27 Now these are the generations of Terah. Terah fathered Abram, Nahor, and Haran; and Haran fathered Lot.

This title introduces the entire Abraham cycle (11:27-25:11). Lot, though not a son of Terah, is mentioned because he will play a major role in chapters 13-14 and 18-19.

28 Haran died in the presence of his father Terah in the land of his kindred, in Ur of the Chaldeans.

Ur can be identified with modern Tell el-Mauqayyar on the banks of the Euphrates in southern Mesopotamia1.

29 And Abram and Nahor took wives. The name of Abram’s wife was Sarai, and the name of Nahor’s wife, Milcah, the daughter of Haran the father of Milcah and Iscah.

Sarai’s genealogy may be omitted so as not to ruin the suspense in chapter 20 where it is revealed that Sarai is Abram’s half-sister (20:12). Nahor marries his niece, the daughter of the deceased Haran. Rebekah is a granddaughter of this marriage and marries Isaac, Abram’s son, in chapter 24. Marrying a half-sister is forbidden in the Law of Moses2 while marrying a niece is permitted.

30 Now Sarai was barren; she had no child.

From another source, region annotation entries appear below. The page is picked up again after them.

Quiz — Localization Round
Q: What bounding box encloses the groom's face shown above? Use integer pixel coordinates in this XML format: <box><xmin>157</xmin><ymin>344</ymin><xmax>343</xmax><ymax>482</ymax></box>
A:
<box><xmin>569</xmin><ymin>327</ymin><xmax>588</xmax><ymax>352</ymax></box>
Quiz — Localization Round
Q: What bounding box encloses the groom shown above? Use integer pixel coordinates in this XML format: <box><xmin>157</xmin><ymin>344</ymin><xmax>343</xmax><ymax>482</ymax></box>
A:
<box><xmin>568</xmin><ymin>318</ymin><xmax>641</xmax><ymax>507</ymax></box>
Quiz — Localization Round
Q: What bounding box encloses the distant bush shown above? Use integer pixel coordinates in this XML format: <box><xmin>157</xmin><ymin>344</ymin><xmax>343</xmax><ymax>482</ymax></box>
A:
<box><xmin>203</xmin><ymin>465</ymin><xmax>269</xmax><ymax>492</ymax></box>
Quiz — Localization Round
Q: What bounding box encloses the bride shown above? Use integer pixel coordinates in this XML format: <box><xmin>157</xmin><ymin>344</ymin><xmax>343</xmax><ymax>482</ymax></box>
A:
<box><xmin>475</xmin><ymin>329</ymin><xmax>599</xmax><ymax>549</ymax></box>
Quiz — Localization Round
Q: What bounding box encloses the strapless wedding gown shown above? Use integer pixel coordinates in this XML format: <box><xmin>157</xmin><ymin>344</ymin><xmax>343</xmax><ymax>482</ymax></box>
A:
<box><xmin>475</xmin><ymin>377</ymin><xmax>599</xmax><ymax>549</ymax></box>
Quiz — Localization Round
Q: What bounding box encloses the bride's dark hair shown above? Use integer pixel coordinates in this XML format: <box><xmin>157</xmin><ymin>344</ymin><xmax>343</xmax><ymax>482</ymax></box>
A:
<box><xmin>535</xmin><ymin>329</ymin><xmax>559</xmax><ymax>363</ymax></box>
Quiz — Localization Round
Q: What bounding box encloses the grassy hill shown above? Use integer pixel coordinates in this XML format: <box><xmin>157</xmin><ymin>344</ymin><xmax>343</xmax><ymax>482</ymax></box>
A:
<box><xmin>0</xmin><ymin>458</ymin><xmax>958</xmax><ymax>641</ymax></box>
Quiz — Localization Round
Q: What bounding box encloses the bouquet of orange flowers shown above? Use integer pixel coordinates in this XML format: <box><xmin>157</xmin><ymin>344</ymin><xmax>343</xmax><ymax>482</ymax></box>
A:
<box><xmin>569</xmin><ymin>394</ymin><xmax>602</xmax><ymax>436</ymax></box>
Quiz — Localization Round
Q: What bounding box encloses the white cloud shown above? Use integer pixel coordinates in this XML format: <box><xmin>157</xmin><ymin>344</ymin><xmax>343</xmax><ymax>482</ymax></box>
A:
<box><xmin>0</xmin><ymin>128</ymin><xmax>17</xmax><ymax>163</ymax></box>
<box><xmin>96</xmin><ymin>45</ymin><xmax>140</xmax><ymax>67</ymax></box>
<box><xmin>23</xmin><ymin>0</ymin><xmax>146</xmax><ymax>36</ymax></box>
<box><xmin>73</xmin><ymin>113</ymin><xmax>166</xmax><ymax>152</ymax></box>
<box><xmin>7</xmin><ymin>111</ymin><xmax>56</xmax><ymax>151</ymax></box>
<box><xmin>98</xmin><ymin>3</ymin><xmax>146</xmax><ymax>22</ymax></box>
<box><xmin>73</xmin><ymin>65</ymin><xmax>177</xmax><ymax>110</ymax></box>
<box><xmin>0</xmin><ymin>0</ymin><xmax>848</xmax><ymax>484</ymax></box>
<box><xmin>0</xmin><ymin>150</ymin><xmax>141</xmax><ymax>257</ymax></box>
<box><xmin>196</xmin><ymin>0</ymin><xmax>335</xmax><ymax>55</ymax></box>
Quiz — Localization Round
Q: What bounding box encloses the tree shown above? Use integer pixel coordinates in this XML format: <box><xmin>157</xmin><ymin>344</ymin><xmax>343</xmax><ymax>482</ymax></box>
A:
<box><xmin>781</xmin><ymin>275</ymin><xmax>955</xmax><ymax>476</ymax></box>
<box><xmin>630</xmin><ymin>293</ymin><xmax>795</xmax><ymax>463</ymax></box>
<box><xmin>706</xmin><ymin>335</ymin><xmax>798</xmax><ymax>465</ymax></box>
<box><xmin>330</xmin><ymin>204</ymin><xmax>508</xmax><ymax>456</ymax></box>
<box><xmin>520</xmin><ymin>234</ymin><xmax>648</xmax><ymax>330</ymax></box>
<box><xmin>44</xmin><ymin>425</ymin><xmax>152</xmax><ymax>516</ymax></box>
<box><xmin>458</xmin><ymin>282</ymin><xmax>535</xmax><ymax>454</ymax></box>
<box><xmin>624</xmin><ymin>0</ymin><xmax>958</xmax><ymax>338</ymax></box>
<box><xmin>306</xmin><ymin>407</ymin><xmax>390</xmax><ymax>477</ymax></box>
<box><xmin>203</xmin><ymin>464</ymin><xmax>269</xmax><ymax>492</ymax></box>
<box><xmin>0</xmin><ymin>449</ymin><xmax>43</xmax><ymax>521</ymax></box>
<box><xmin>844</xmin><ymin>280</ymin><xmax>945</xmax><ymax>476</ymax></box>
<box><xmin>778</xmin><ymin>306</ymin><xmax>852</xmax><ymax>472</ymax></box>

The Hebrew word for “barren” (akarah) means “childless” but not necessarily infertile3.

The whole Abraham cycle is an eloquent witness to the desperate desire for children in primitive society (cf. Pss 127, 128). Without children the man had no one to perpetuate his name and the wife enjoyed little prestige and much frustration, for she had no alternative career to motherhood. Further, in old age, childless couples had no children to care for them, and after death, none to carry out the funerary rites . . . . This traditional motif is give a peculiar piquancy in the Abraham stories in that this barren couple are repeatedly promised a child by God, but there is great delay in the fulfillment of that promise.4

31 Terah took Abram his son and Lot the son of Haran, his grandson, and Sarai his daughter-in-law, his son Abram’s wife, and they went forth together from Ur of the Chaldeans to go into the land of Canaan, but when they came to Haran, they settled there.

We are not told what prompted Terah to migrate. That they “settled there” parallels verse 2, where people settled at Babel. While the first migration ended in dispersal, this migration is the beginning of the divine election of Abram. Nahor is not included in the company but Haran is later called “the city of Nahor” (24:10) so he must have migrated at some time. In Hebrew, the place name Haran begins with a different consonant than the personal name Haran5. Haran was located in northern Mesopotamia6.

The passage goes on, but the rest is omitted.